Can I use old gcc?

Ralf Corsepius corsepiu at faw.uni-ulm.de
Tue Sep 2 03:09:40 UTC 2003


On Mon, 2003-09-01 at 13:14, Leon Pollak wrote:
> On Monday 01 September 2003 08:44, you wrote:
> > On Sun, 2003-08-31 at 21:24, Leon Pollak wrote:
> > > Hello.
> > > 	For some specific reason I am forced to use the old gcc 2.95 (old
> > > binults, etc...).
> > I wonder why one would want to do THAT :-) ?
> The cause is very prosaic :-))
> gcc 3.2.xx requires gdb> 5.2. 
What is it that causes this requirement?

> I want to work with mpc860-bdm in linux, which 
> was developed for 5.0. My attempts to patch 5.2 failed - too many structural 
> changes where done to 5.2 and my knowledge of gdb is zero.

> BTW, my previous question you commented about the debug info is the 
> illustration to what I said above - gdb 5.0 does not recognize the DWARF info 
> produced by gcc 3.2. And last objdump is too unable to see it
objdump isn't able to read the powerpc debug info produced by gcc-3.2.x
but is able to read the powerpc debug info produced by gcc-3.x?

objdump is part of binutils, not of gcc.

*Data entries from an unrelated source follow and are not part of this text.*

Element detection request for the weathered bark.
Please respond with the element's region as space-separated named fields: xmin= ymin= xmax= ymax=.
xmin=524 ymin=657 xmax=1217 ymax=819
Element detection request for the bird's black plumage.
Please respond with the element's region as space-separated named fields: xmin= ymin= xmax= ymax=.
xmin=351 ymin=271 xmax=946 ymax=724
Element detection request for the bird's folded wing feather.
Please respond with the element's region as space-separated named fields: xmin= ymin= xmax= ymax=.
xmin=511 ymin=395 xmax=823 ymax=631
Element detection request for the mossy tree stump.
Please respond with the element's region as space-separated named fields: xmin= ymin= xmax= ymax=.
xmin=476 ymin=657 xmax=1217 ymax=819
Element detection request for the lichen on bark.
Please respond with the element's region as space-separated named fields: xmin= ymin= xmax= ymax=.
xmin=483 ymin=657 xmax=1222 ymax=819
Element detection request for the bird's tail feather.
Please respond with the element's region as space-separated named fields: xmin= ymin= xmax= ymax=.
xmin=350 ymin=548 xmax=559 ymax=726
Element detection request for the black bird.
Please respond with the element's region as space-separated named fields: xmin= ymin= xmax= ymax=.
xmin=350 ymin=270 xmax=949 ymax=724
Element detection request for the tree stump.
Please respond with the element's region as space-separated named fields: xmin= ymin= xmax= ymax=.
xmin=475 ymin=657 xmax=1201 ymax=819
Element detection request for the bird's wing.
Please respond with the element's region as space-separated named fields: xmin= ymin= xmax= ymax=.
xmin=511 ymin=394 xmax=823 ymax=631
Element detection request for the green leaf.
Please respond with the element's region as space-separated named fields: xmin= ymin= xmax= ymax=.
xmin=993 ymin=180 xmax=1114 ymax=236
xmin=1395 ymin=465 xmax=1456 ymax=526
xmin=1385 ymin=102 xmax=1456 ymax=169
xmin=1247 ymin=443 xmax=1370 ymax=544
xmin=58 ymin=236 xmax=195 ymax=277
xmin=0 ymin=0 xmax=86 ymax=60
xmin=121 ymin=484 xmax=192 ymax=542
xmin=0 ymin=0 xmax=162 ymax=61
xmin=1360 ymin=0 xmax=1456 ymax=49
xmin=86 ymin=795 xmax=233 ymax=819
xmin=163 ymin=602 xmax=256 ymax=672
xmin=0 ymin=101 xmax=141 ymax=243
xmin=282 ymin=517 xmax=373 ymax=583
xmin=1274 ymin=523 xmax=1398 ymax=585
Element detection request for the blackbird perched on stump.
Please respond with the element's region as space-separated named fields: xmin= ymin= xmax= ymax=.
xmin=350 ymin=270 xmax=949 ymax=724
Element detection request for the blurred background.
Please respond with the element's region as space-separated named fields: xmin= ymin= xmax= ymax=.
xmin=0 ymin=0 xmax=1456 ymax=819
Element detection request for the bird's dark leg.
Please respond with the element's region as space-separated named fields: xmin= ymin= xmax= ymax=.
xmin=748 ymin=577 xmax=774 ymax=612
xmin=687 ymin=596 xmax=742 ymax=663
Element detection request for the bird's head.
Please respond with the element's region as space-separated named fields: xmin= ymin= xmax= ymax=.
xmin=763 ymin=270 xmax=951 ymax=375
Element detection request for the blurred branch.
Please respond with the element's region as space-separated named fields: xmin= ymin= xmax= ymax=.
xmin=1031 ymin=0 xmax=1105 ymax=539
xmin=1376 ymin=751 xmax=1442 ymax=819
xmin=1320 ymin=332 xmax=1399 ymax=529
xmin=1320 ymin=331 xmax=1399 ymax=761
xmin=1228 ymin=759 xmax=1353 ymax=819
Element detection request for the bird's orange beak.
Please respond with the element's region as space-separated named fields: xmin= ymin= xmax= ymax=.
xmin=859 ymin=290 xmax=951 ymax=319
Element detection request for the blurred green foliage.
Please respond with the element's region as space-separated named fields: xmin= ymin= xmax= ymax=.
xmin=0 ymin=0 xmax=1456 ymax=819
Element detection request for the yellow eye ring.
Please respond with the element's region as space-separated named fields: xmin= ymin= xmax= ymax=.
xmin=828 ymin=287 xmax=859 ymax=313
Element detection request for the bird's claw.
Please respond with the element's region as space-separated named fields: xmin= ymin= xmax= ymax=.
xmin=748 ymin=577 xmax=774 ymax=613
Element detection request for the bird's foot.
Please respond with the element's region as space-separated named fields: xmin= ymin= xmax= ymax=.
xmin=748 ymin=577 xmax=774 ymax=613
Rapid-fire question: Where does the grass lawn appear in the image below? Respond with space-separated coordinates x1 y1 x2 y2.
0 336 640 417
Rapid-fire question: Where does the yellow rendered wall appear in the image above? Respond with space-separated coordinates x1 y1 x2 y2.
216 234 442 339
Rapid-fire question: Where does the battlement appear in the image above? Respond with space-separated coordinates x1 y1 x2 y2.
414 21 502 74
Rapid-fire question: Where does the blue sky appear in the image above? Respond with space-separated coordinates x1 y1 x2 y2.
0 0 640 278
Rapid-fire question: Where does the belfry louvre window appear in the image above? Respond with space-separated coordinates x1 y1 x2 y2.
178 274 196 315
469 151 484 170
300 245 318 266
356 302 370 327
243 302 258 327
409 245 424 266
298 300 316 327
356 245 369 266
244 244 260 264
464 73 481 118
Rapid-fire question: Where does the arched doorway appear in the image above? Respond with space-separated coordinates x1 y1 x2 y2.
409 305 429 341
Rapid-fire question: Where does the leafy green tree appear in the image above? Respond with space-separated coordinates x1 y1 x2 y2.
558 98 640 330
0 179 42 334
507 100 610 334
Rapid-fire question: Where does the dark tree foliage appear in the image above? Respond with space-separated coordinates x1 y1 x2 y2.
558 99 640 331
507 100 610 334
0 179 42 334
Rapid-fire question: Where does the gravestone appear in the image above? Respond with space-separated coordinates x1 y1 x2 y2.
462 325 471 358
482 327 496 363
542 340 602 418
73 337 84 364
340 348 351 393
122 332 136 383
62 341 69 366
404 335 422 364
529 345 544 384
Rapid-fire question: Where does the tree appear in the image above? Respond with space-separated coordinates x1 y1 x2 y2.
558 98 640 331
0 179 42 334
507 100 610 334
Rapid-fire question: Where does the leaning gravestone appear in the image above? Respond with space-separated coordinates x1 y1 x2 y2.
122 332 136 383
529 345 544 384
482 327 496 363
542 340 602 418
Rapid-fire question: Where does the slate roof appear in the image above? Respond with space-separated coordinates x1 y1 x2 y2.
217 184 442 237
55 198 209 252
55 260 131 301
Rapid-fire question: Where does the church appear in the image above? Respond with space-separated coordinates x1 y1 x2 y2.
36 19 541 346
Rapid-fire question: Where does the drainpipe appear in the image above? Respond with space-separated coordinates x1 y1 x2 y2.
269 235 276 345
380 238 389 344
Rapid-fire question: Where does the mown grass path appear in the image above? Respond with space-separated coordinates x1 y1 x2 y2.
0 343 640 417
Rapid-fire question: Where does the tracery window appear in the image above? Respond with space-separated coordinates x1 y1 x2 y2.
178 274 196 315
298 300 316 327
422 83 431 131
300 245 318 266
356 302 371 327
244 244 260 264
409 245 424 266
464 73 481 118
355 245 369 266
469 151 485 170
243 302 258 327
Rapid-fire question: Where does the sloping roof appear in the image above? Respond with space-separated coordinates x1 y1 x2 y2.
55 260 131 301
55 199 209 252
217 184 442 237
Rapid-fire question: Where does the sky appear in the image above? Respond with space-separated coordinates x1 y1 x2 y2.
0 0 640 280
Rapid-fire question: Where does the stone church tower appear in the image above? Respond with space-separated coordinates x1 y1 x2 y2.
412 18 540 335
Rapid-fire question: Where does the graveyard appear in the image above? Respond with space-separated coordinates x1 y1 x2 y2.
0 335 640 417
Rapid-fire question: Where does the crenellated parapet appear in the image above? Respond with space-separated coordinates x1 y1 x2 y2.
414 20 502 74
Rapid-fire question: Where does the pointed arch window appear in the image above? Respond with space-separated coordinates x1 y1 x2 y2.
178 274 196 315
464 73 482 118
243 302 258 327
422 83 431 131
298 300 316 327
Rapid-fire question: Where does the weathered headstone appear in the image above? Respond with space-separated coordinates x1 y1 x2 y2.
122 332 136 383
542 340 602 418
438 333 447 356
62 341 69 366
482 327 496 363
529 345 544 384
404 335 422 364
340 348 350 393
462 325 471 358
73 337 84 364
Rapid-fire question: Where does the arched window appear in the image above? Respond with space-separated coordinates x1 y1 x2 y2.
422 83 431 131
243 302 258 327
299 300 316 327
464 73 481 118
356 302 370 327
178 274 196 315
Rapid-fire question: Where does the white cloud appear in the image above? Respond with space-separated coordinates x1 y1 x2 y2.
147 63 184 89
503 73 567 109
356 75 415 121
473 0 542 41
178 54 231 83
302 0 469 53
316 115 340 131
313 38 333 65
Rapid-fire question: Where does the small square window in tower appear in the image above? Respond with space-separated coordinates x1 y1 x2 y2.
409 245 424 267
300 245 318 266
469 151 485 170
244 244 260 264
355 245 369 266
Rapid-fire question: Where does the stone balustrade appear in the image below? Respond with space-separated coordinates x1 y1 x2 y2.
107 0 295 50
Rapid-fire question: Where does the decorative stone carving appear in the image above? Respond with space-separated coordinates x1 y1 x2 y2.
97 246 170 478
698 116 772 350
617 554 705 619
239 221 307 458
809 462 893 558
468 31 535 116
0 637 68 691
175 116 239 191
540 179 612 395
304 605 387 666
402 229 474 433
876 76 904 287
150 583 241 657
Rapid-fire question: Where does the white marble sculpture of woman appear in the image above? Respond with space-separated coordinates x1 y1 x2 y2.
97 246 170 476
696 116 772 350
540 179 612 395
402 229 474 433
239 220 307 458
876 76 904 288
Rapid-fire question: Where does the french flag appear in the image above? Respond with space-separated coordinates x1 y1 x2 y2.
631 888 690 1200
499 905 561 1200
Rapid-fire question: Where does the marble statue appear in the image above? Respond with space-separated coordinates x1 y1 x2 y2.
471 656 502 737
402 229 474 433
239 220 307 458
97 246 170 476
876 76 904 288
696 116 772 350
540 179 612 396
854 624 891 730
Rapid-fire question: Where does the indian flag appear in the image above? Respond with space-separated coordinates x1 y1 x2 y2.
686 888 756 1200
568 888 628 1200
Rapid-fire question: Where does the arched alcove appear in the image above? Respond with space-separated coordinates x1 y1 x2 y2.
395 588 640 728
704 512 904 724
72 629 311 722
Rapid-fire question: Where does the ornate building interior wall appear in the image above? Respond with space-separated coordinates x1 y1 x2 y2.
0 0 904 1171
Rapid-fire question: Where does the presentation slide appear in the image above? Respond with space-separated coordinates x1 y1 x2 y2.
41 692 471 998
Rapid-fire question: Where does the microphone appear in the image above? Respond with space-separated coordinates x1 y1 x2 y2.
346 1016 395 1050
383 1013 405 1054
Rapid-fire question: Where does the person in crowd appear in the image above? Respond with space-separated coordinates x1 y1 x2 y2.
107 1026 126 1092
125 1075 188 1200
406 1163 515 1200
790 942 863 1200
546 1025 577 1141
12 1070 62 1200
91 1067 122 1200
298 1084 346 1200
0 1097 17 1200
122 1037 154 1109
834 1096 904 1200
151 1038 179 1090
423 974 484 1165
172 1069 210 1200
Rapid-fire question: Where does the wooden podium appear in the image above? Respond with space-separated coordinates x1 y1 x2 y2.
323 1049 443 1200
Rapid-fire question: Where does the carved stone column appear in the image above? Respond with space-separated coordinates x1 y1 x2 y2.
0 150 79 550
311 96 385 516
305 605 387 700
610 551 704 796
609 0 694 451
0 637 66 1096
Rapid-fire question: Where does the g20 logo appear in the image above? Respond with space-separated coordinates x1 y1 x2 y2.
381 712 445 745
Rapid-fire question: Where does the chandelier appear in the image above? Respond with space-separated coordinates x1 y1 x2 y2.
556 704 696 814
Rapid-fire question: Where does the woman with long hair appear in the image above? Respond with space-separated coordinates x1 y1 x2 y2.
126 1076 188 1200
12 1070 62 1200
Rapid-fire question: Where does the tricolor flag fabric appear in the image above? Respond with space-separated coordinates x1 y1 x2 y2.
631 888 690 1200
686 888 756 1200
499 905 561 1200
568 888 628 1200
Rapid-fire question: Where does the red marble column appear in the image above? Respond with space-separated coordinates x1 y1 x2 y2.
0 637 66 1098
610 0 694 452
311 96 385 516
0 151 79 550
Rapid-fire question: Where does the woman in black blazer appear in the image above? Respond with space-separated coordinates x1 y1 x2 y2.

As you probably are using the
same binutils for gcc-2.95.x and gcc-3.x, this would indicate an
incompatibility between binutils and gcc and/or a necessity to use newer
binutils (2.14?) for powerpc-gcc-3.x.

I would not be surprised if they (probably the gcc-folks) have changed
the default debugging format used by gcc-3.x.
If this assumption holds, you might get things working by explicitly
specifying a particular debug format (-g<gcc-2.95.x's debugging format>)
during compilation.

You could try to find out which debug info format is used by gcc-2.95.x
and try to explicitly pass a corresponding option to gcc during
compilation to override the default.